A Plug-in Hybrid Electric Vehicle Loss Model to Compare Well-to-Wheel Energy Use from Multiple Sources

Abstract

Hybrid electric vehicles (HEV) come in many sizes and degrees of hybridization. Mild hybrid systems, where a simple idle stop strategy is employed, eliminate fuel use for idling. Multiple motor hybrid systems with complex electrically continuously variable transmissions in passenger cars, SUVs and light duty trucks have large increases in fuel economy. The plug-in hybrid electric vehicle (PHEV) takes the electrification of the automobile one step further than the HEV by increasing the battery energy capacity.
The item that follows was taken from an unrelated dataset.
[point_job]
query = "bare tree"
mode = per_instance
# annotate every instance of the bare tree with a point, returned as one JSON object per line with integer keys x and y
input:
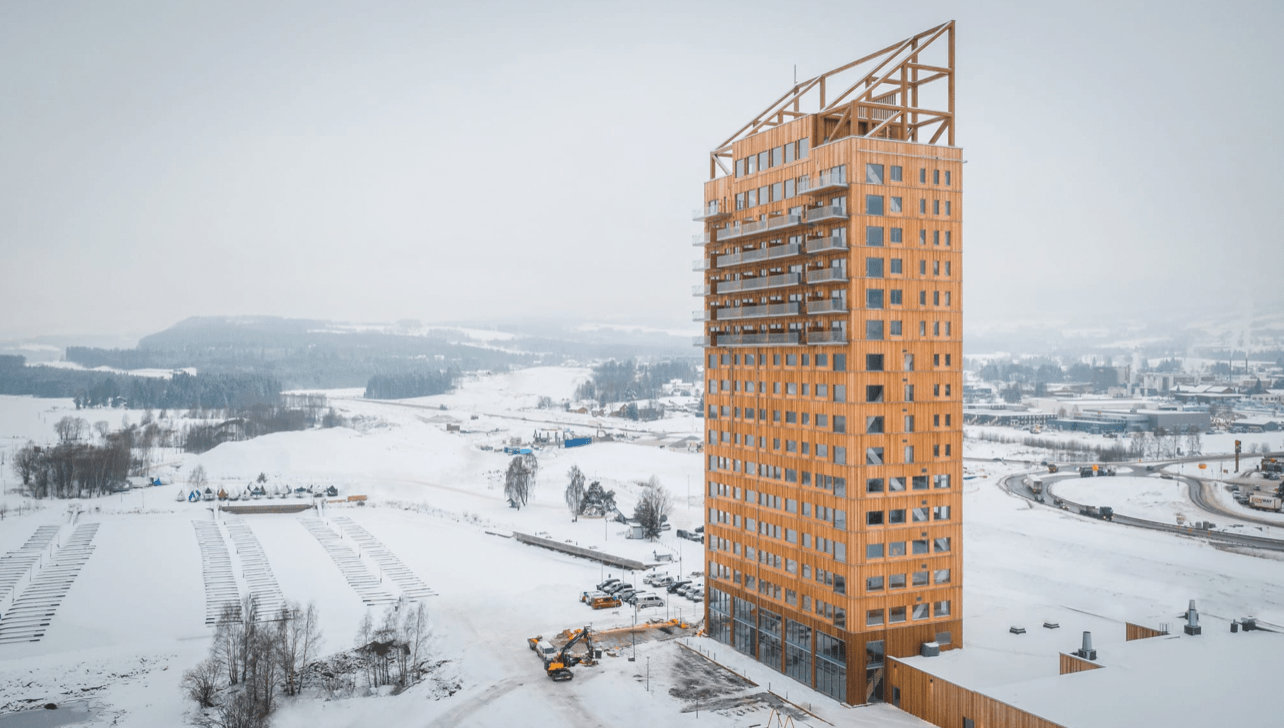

The additional capacity of the battery is used to propel the vehicle without using onboard fuel energy. Commercial software of great complexity and limited availability is often used with sophisticated models to simulate powertrain operation. A simple method of evaluating technologies, component sizes, and alternative fuels is the goal of the model presented here. The objective of this paper is to define a PHEV model for use in the EcoCAR competition series. E85, gaseous hydrogen, and grid electricity are considered. The powertrain architecture selected is a series plug-in hybrid electric vehicle (SPHEV). The energy for charge sustaining operation is converted from fuel in an auxiliary power unit (APU). Compressed hydrogen gas is converted to electricity via the use of a fuel cell system and boost converter. For E85, the APU is an engine coupled to a generator. The results of modeling the vehicle allow for the comparison of the new architecture to the stock vehicle. In combination with the GREET model developed by Argonne National Lab, the multiple energy sources are compared for well to wheel energy use, petroleum energy use, and greenhouse gas emissions.